Bebeğin dünyaya gelmesi yaklaşınca genç anne babaları, hattâ bazen büyükanne ve büyükbabaları bir telaştır sarıyor, güzel isim arıyoruz. Sözlükler, lügatler, internet siteleri… Hele ilk çocuksa, ilk torunsa, bir türlü isim beğenemiyoruz. Bilge aksakalların teklif ve tavsiyelerine gülüp geçiyoruz. Mutlaka kimsede görülmemiş orijinal olacak, mutlaka iddialı olacak (Otomobil alırken de öyle yapıyoruz ya!), mutlaka çarpıcı olacak, mutlaka modern olacak, mutlaka gizemli olacak, herkesin ağzını açık bırakacak. Ve inanır mısınız, aslında ismi çocuk için değil, kendimiz için arıyoruz.
Bakmasını bilenler, çocuklarının isimlerinden hareketle, o ailelerin yaşam ve eğitim felsefeleri hakkında, aile yapısı hakkında pek çok şey anlayabilirler. Çünkü “çocuğa isim verme”yle bunlar arasında azımsanamayacak ilişkiler vardır.
-“Çocuğunun adı ne?”
-“ALEYNA. Begül, Abay, Görkem, Kumsal, Yosun, Onur, Emir, Yiğit, Efe, Tunç, Kuzey, Samira, Almira, Simirna…”
-“Ah, şekerim, çok özgün. Kulağa da hoş geliyor… Nerden buldunuz?
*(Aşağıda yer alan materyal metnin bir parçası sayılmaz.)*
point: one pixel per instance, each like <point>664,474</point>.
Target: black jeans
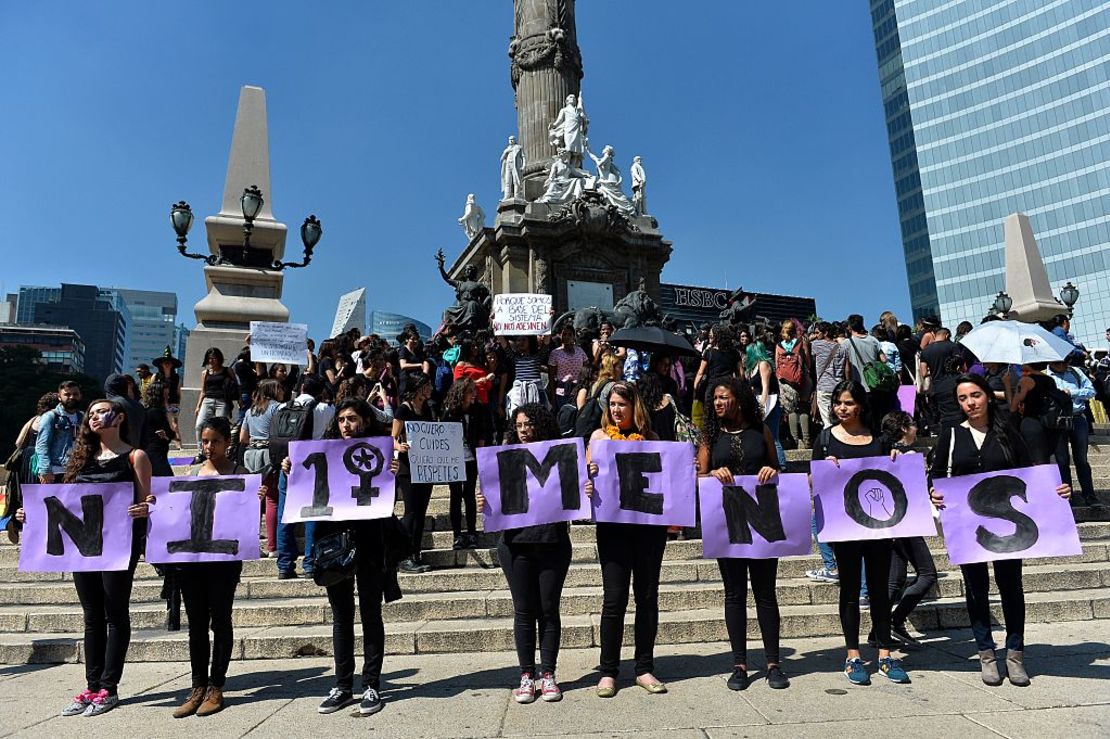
<point>106,599</point>
<point>851,557</point>
<point>416,497</point>
<point>629,552</point>
<point>535,574</point>
<point>976,588</point>
<point>735,574</point>
<point>341,598</point>
<point>209,591</point>
<point>912,550</point>
<point>464,493</point>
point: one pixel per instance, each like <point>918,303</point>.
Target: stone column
<point>546,67</point>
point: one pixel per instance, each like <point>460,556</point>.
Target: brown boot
<point>194,700</point>
<point>213,701</point>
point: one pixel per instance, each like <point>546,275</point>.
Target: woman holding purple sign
<point>628,553</point>
<point>986,442</point>
<point>100,455</point>
<point>850,438</point>
<point>535,560</point>
<point>737,442</point>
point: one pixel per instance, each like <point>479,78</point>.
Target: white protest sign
<point>522,314</point>
<point>435,452</point>
<point>285,343</point>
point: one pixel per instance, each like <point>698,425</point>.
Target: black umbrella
<point>653,338</point>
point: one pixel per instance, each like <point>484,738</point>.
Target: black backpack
<point>291,423</point>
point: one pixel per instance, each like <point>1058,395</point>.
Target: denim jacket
<point>54,442</point>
Anlamı ne?”
-“Evet canım, benim öğretim üyesi bir dayım var, feşmekân üniversitesinde bilmem ne doçenti, o önerdi. Anlamı; şey….. Kayınpederim -Hatice, Fatma, Nesibe, Mürşide, İffet, Mübeccel, Saliha, Yusuf, Abdullah, Abdülhamid, Salih, Şemseddin, Gıyaseddin, Keykubat, Alpaslan, Sabri, Selim, Talha, Hamza…- koymak istedi, kabul etmedik.”
-“Tabii şekerim, hangi devirde yaşıyoruz, çağdaş olmak gerek.”
-“Üstelik Aleyna, Kur’ân-ı Kerim’de de geçiyormuş.”(Anlamını bilseniz kahkahalarla gülersiniz.)